23 – Something Burrowed, Something Blew

24 – Maroon 8

25 – Scorp Family Robinson

Video: 4/5

3D Rating: NA

The series is presented in the widescreen television aspect ratio of 1.78:1 and the transfers are anamorphically enhanced for widescreen televisions. Sharpness and color saturation are somewhat uneven in quality in these standard definition transfers.  Softness creeps into various shots on occasion, and color values fluctuate rather wildly in different light conditions with usually accurate skin tones but sometimes with colors that are too hot. Contrast has been consistently applied, however, and black levels can still be very impressive. There are issues with occasional moiré patterns and aliasing spotted in several episodes. Each episode has been divided into 6 chapters.

Audio: 4.5/5

Broadcast television doesn’t get much better than the audio mixes for this action series presented here in Dolby Digital 5.1 (a Dolby Digital 2.0 stereo surround track is also provided). The driving and quirky music by Brian Tyler and Tony Morales gets impressive spread through the front and rear channels. Dialogue has been well recorded and has been placed in the center channel. Atmospheric effects get the split surround treatment with impressive pans through the soundstage during high speed chases, and fairly frequent explosions really rock the LFE channel.

Special Features: 3/5

Unlikely Heroes: Scorpion Season 3 (30:02): producers Nick Santora, Nicholas Wooton, David Foster, and Elizabeth Beall and stars Elyes Gabel, Katharine McPhee, Robert Patrick, Jadyn Wong, and Ari Stidham comment on the highlights for them of Season Three.

You’re Invited (7:45): producer Nicholas Wooton and actors Jadyn Wong and Eddie Kaye Thomas talk about the erratic route to the wedding for Happy and Toby.

Scorp Beats (9:45): composers Brian Tyler and Tony Morales talk about their approach to the music for the show and are praised for their efforts by producers Agatha Warren, Nick Santora, and Nicholas Wooton.
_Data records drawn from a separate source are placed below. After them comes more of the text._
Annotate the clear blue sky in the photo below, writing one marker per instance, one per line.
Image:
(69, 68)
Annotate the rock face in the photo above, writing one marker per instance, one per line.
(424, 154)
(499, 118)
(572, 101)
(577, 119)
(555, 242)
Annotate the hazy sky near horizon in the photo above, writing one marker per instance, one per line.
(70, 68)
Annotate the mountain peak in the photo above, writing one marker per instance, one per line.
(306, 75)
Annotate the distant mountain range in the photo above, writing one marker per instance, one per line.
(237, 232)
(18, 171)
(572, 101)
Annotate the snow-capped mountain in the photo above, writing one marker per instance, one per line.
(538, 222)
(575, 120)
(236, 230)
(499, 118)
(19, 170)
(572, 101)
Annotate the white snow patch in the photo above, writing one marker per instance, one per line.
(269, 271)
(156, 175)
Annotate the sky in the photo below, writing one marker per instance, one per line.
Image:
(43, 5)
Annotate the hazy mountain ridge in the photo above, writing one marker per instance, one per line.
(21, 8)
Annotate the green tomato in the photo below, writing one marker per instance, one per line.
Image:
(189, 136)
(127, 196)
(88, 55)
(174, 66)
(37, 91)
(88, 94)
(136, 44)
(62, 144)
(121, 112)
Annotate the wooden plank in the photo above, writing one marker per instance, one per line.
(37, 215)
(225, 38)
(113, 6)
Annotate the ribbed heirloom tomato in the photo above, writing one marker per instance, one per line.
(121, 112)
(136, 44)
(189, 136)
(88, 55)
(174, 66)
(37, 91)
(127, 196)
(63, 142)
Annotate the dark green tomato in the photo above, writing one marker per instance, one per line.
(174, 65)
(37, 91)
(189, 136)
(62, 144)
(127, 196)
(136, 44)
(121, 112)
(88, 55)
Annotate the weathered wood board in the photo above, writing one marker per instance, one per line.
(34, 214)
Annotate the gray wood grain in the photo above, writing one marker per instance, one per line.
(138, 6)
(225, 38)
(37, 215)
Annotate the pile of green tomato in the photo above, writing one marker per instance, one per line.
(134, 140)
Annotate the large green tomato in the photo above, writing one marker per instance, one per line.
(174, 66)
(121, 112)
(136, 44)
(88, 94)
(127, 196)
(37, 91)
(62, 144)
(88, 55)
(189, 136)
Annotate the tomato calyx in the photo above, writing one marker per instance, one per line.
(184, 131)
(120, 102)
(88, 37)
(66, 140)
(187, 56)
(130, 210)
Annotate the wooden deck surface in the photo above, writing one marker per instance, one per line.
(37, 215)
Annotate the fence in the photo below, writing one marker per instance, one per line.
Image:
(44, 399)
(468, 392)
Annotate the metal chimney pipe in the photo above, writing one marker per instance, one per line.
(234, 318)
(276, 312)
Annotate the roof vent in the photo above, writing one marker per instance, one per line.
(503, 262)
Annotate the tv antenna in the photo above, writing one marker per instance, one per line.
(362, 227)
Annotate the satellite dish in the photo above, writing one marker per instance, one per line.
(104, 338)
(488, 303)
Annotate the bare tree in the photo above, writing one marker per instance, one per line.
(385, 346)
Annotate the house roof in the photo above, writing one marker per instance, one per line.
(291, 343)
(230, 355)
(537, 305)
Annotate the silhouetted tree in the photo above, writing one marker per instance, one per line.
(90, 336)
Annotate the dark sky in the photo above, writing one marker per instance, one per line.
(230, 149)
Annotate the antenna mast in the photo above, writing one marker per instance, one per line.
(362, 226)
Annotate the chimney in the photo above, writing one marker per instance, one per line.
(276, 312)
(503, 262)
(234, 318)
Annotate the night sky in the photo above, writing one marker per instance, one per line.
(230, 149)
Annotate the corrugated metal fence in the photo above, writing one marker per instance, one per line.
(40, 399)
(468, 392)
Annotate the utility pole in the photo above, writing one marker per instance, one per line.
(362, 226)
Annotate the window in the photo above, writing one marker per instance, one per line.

Mock Me Up  (5:59): graphics designer Marissa Zajack discusses her job of creating all of the signage, logos, and products used on the show. Special emphasis is given to the show’s popular creation Super Fun Guy.

Gag Reel (6:24)

Overall: 3/5

The third season of Scorpion finds the adventures more off-the-wall than ever and the personal lives of the characters more focused on to the detriment of the series’ adventure element. Those who enjoy the romantic quirks of the show’s make-up should be very happy with the progress of the show during season three. All others may prefer the show’s first two years.

Matt has been reviewing films and television professionally since 1974 and has been a member of Home Theater Forum’s reviewing staff since 2007, his reviews now numbering close to three thousand. During those years, he has also been a junior and senior high school English teacher earning numerous entries into Who’s Who Among America’s Educators and spent many years treading the community theater boards as an actor in everything from Agatha Christie mysteries to Stephen Sondheim musicals.